Synchronicity
This week I’ve been obsessed about time… again. Because somehow I still haven’t exhausted this topic. But despite my constant griping about many of the dizzying aspects of handling time, I also find it an irresistible draw because the depth of thinking and ingenuity needed to measure what feels so fundamental is just… awesome.
The exact concept I’ve latched onto this week is on clock synchronization, specifically, the concept of coordinating the timestream that is my life with other remote people in the mess of Zoom/Google Meet (I think that’s the current chat-app branding…) world that society has devolved into.
The main reason I care about time sync now is because, like missing a scheduled train, I’ll be writing a code snippet or turned around to give the kid a headpat or move a toy, and suddenly realize I’m 15 minutes late to a 30 minute 1:1 meeting. Given the craziness of the times, it happens and people have been very understanding, but it is obviously suboptimal behavior. Similarly, I’d glance at the analog clock above my computer to check the time for an important meeting, only to realize it’s been running 3 minutes fast (or worse, 2 minutes slow) and get overly frustrated that the quartz wall clock running on a draining AA battery isn’t keeping time as well as my NTP-synced computers and cell-tower-synced cell phone.
My new WWVB “atomic” radio clock… that still hasn’t synced (4 days and counting…)
In an attempt to try to fix the analog clock issue, just bought a low cost “Atomic” clock, which is actually a radio receiver to WWVB in Fort Collins, Colorado. That’s a giant shortwave radio station that broadcasts the time slowly but strong enough to cover the entire continental US states. Thus far, due to distance and probably EM interference, the darned thing still hasn’t synced up to the proper time… This stupid thing is what kicked off this whole piece here.

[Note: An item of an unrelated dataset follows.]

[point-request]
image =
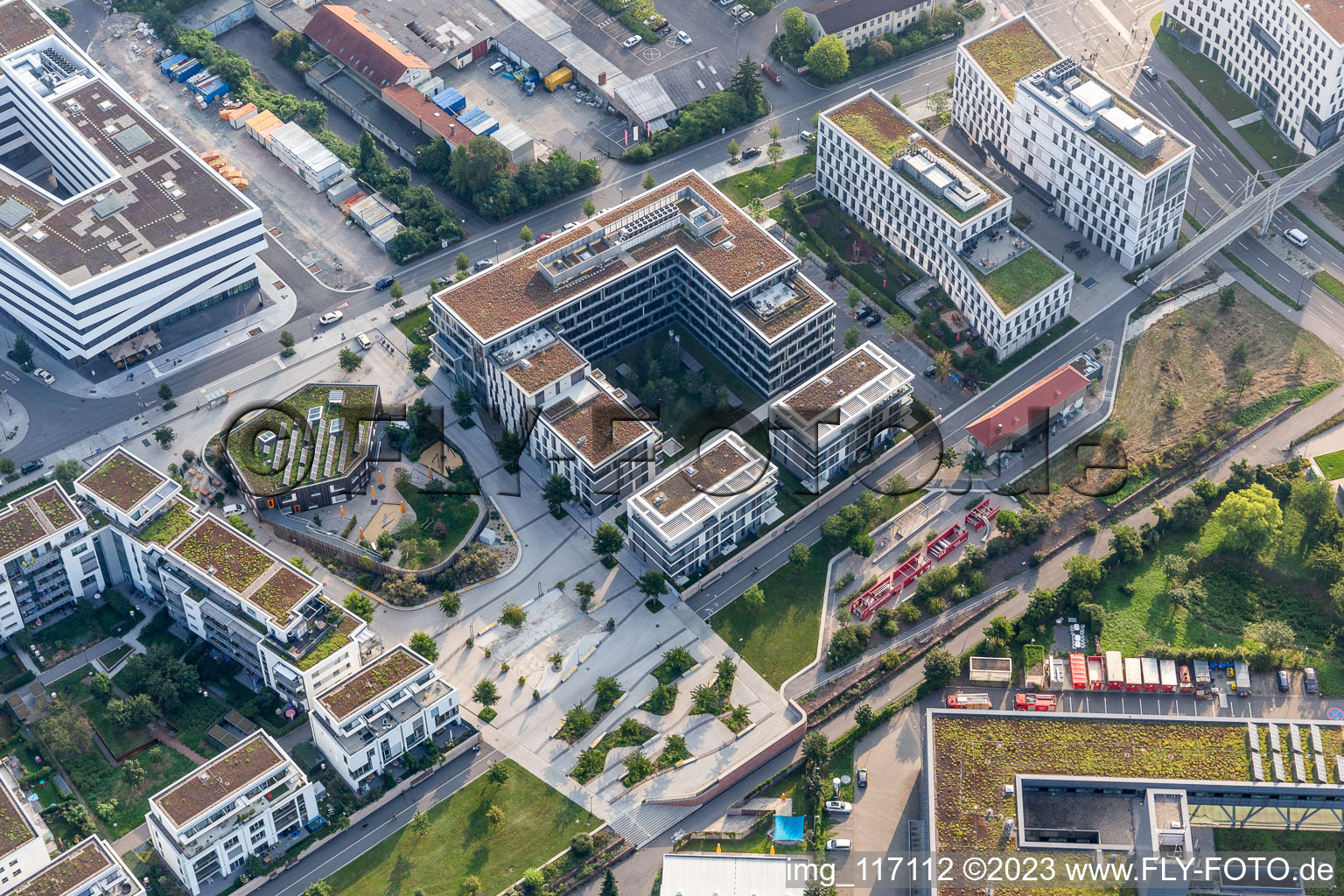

Since that thing isn’t syncing, I guess I can either return it, obsessively stalk the WWVB status page, or build a DIY micro WWVB transmitter (which is surprisingly complex, and hard, and you’d risk breaking FCC transmission rules [a big no-no] unless you keep the power extremely low and probably some other technical details I”m missing).
Also, while I’ll get to this towards the end of this piece, time synchronization, especially super ridiculously accurate synchronization, is a bedrock requirement for a lot of modern data infrastructure and analysis.
But first, join me in some history. Because fun!
Syncing Clocks is Fundamental
Clocks are very interesting and boring things all at once.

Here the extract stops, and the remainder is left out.